At times we use the language of “Mind-Body-Soul.” What do we mean when we say this?

  • Mind

    Working with the mind involves examining thought and behavior patterns, family histories and stories, and how we construct narratives (about who we are as a person or what the future will hold for us, for instance). This is the work of unearthing the negative core beliefs that underpin our thoughts about ourselves or others so that they can be healed. Learning to be mindful of thoughts and how we choose what stories to feed is the work of the mind.

    This is where most therapies start and end but there is more at play than just the mind. Read on to learn about working with the body and soul.

  • Body

    Somatic Psychotherapy has risen in popularity over the past decade or so because it is proven to work.

    This type of therapy involves discovering how and where feelings and memories are lodged in the body. It is learning to identify and decode the sensations that our body is continually communicating to us about what is happening in any given moment.

    Getting to know these signals and learning how to listen to the felt sense helps us to be in the present in a very profound and affective way. It also helps us to find meaning for mood/symptoms/struggles, and helps develop self compassion, self-knowing, and self-love.

    Polyvagal theory is foundational. If trauma happened before the brain was fully developed, the mind can't fully explain it, so developing "somatic awareness" is key.

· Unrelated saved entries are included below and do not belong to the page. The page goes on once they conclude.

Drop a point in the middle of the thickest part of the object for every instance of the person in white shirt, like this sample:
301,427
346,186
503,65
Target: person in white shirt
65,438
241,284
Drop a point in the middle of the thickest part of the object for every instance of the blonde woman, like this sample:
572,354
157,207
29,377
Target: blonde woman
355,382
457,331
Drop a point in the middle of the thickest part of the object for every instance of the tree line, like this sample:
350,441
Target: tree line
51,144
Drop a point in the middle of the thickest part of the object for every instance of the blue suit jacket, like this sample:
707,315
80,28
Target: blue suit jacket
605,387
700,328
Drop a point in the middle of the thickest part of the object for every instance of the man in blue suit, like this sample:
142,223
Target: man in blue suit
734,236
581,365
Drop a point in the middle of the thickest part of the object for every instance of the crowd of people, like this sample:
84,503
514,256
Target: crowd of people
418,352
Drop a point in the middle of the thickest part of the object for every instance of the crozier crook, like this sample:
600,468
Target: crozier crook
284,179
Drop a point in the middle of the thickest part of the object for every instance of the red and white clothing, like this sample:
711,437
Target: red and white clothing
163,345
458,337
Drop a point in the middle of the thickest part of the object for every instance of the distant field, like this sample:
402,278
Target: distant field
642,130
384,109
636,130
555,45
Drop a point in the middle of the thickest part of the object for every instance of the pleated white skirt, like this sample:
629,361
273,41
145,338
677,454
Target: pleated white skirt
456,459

    Developing somatic awareness is akin to learning to tune a radio: like static blasting away, our sensations can be calling our attention but the noise is so overwhelming and confusing that it is hard to distinguish what is happening. Somatic awareness is like tuning the dial directly to the signal and developing the skills to regulate your mood and psychosomatic reactions.

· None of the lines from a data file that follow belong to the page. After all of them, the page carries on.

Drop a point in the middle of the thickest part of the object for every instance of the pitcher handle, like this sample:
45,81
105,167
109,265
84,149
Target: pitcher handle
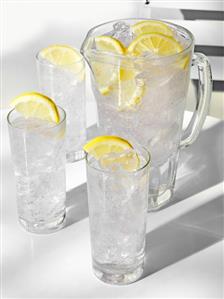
191,133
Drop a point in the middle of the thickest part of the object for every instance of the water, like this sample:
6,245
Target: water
39,159
156,122
67,89
117,211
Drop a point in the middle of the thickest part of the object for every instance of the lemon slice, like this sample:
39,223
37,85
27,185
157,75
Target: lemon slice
154,42
65,56
33,104
130,89
104,69
100,146
151,26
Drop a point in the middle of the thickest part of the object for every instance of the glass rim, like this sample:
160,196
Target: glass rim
52,127
137,147
45,62
185,50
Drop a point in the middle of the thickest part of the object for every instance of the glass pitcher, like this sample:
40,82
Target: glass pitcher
142,98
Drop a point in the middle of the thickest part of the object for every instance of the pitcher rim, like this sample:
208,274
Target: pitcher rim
191,44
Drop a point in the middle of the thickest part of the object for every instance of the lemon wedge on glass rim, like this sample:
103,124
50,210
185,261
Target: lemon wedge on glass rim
102,146
34,104
65,56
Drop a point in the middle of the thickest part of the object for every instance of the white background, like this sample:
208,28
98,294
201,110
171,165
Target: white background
184,239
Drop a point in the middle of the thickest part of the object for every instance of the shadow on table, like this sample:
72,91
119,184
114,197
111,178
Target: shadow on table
201,165
76,204
184,236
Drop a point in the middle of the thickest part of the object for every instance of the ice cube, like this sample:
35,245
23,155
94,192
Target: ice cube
110,162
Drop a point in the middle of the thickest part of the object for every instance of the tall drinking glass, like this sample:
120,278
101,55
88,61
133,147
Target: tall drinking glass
38,154
118,202
145,98
65,84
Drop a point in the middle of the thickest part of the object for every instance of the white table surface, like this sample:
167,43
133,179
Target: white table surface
184,241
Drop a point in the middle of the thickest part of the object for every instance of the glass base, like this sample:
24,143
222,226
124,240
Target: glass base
112,275
75,156
157,201
45,227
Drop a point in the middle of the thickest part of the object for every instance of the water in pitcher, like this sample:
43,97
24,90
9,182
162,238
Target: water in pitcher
145,104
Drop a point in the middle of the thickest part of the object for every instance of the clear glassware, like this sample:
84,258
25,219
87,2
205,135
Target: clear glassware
156,120
67,89
38,154
118,202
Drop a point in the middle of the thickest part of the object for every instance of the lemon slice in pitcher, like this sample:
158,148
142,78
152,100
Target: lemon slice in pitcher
130,89
156,43
104,68
34,104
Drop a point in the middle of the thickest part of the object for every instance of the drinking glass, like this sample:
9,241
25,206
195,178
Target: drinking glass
38,155
154,117
67,88
118,202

    Since we are not taught to tune into this part of our experience, it is powerful what is found and cleared when we bring a little attention here.

  • Soul

    Soul can mean a lot of different things to everybody, we understand it can be a complicated word and a word people can sometimes have an allergic reaction to. We get that; it’s been used and misused in different ways that have been harmful in the past, and we will try to explain our use of the word here, it is really less about the word than what it represents.

    We use it as a way of saying, “that which connects;” that which connects us each other, to our ancestry, that which connects us to the collective suffering in the world right now, and that which connects us to our own bodies on a subtle level.

    Albert Einstein spoke to this with the observable phenomenon of quantum entanglement: any matter that has been once connected physically will never be disconnected energetically. How else might we be able to explain how we can feel empathy or collective pain?

    Prevailing schools of psychology focus primarily on the self, but when we expand our frame further out, to examine how the self is affected by not just the immediate environment, relationships and personal history, but by our deep time ancestry and the unprocessed collective grief out there, we find there is more to the story.

    Tranpersonal therapy encompasses some of this approach. Carl Jung offered us a way to understand working with the soul.

    Awareness (or lack thereof) of all “that which connects” has a major impact on our well-being. This is what what to hold space for when we say working with soul. There is poetic language here but it is not just poetry. This approach is grounded in specific tools we use that are accessible, easy to learn, and offers our clients consistent results, which points to the evidence of something we believe science will catch up to.

    More about soul:

    Soul grounds us into the multiplicity of all things. There is a connection of our physical body to our “energy body,” also called the “subtle body” as it is subtlest connection we have to our experience. It ties in our connection to our past, present and future; it connects us to today’s collective experience, our ancestry, and the planet. While sometimes short hand for “spirit” we see the distinction here as soul brings us down into our experiences, it is heavier, it is the gravity of life’s interconnectivity, whereas spirit lifts us up, lightens us up into oneness of experience. There is plenty of room for that in the work as well.

    It is important to acknowledge how the words "soul" and “spirit” are used in many different ways and can have many different meaning: we support and nurture whatever your definition of this word is. This is not a faith-based approach and all faiths are welcome.